Eye For Film >> Movies >> Alanis (2017) Film Review
Alanis
Reviewed by: Amber Wilkinson
Fiction films involving sex workers have a habit of being, at minimum, unremittingly grim, rising on a sliding scale to utterly exploitative. Anahí Berneri, who picked up the director's Silver Shell in San Sebastian last month for her efforts, takes a refreshing tack, focusing in on the day to day resilience of her central character which, while not making light of the choices she has to face, allows us to examine her life beyond the bedroom.
Alanis (Sofía Gala Castiglione, who won the Silver Shell for best actress at the same festival) is raising her baby son Dante (played by the actress' own son), sharing a house with an older madam (Dana Basso), who looks after him when she has a client. When we first encounter Alanis, she's half hidden behind the door of a bathroom, cleaning the sink while sitting on the toilet. This sense of enclosure and being marginalised sets the tone for the film, with Berneri frequently capturing her in confined spaces, caught in a reflective surface or on the edge of the frame.
The story - which involves Gisela falling foul of the law and Alanis having to take refuge with extended family after being made homeless - doesn't have a great deal of traditional dramatic drive, but that is more than compensated for by Castiglione's intense central performance.

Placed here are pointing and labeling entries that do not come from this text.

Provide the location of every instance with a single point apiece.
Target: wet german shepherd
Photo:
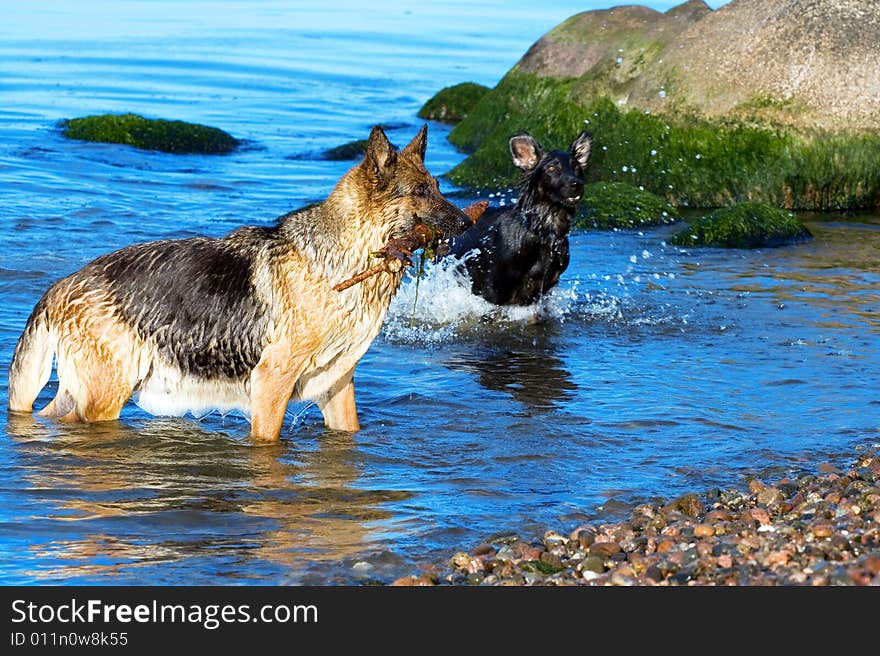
(244, 322)
(516, 254)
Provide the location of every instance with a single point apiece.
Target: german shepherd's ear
(381, 155)
(582, 147)
(525, 151)
(419, 144)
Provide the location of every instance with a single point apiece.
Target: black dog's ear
(381, 155)
(582, 147)
(419, 144)
(525, 151)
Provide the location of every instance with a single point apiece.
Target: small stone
(777, 558)
(461, 560)
(532, 554)
(823, 530)
(592, 564)
(703, 531)
(770, 496)
(689, 504)
(484, 550)
(604, 549)
(760, 515)
(872, 564)
(405, 581)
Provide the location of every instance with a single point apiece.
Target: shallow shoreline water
(818, 528)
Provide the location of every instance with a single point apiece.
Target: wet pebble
(817, 529)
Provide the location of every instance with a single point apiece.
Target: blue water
(657, 371)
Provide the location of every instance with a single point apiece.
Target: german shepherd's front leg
(272, 382)
(337, 406)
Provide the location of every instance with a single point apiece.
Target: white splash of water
(446, 307)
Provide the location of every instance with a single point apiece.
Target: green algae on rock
(609, 205)
(690, 161)
(745, 225)
(176, 137)
(347, 151)
(452, 104)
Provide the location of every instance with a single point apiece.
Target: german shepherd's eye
(422, 190)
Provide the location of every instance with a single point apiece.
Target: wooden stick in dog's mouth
(400, 249)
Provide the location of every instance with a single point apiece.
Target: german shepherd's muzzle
(244, 322)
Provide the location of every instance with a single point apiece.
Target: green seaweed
(687, 160)
(609, 205)
(744, 225)
(347, 151)
(176, 137)
(453, 104)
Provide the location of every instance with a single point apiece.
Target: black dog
(518, 253)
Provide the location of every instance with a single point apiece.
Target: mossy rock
(453, 104)
(609, 205)
(744, 225)
(176, 137)
(347, 151)
(695, 162)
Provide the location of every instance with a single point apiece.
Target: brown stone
(823, 530)
(760, 515)
(604, 549)
(777, 558)
(703, 530)
(872, 564)
(755, 486)
(770, 496)
(484, 550)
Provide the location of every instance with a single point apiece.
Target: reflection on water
(162, 494)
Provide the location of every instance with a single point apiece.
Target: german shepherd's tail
(32, 361)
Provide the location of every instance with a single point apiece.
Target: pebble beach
(816, 529)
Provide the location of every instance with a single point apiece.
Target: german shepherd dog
(516, 254)
(244, 322)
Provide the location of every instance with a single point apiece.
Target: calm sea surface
(657, 371)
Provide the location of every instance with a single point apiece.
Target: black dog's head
(556, 177)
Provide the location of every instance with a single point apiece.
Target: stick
(403, 247)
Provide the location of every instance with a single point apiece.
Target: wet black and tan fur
(245, 322)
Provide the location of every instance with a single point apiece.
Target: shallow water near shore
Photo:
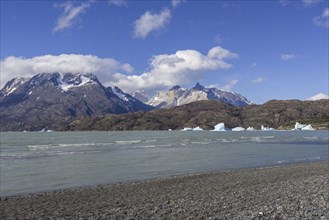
(33, 161)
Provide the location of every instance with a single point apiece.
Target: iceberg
(299, 126)
(250, 129)
(263, 128)
(220, 127)
(187, 129)
(238, 129)
(197, 129)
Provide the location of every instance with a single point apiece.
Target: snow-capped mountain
(140, 95)
(50, 98)
(179, 96)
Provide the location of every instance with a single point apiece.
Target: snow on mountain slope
(13, 84)
(179, 96)
(67, 94)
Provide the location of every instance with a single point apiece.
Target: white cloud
(118, 3)
(286, 57)
(150, 22)
(311, 2)
(259, 80)
(175, 3)
(74, 63)
(166, 70)
(323, 20)
(284, 3)
(230, 85)
(218, 39)
(253, 65)
(180, 68)
(70, 14)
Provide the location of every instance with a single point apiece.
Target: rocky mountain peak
(198, 87)
(176, 87)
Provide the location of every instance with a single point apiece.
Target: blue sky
(261, 49)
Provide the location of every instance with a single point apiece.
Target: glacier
(299, 126)
(238, 129)
(219, 127)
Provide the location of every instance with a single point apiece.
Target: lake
(42, 161)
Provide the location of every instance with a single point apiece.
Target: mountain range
(177, 96)
(278, 114)
(80, 102)
(51, 99)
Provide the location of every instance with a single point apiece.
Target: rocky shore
(297, 191)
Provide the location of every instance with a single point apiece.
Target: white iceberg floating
(187, 129)
(263, 128)
(299, 126)
(250, 129)
(220, 127)
(197, 129)
(238, 129)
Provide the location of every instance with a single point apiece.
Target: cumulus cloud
(311, 2)
(284, 3)
(118, 3)
(180, 68)
(66, 63)
(259, 80)
(70, 14)
(286, 57)
(166, 70)
(175, 3)
(323, 20)
(151, 22)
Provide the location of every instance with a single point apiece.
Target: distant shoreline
(295, 190)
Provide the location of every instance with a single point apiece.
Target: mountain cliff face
(208, 113)
(177, 96)
(48, 100)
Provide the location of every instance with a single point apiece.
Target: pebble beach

She shows how Alanis ploughs on in the face of a coolly uncaring city - one of the most violent scenes involves the police breaking their way into her flat and evicting her as though they are doing her a favour - hustling as best she can.
While the odds are, no doubt, stacked against her, Berneri gives Alanis a real sense of agency. The choices she has may be limited but she proves adept at making the most of a bad job and the genuine connection between her and Dante serves as a reminder that there is more to her life than simply getting by.
While the film doesn't make light of her life, showing how she falls foul of other prostitutes on the street and hinting that she may be in the career for life, it does not define her by her work, but rather by her sense of endurance and moxie in the face of difficult circumstances. She may be marginalised but we learn she is also, in her own way, much more than that.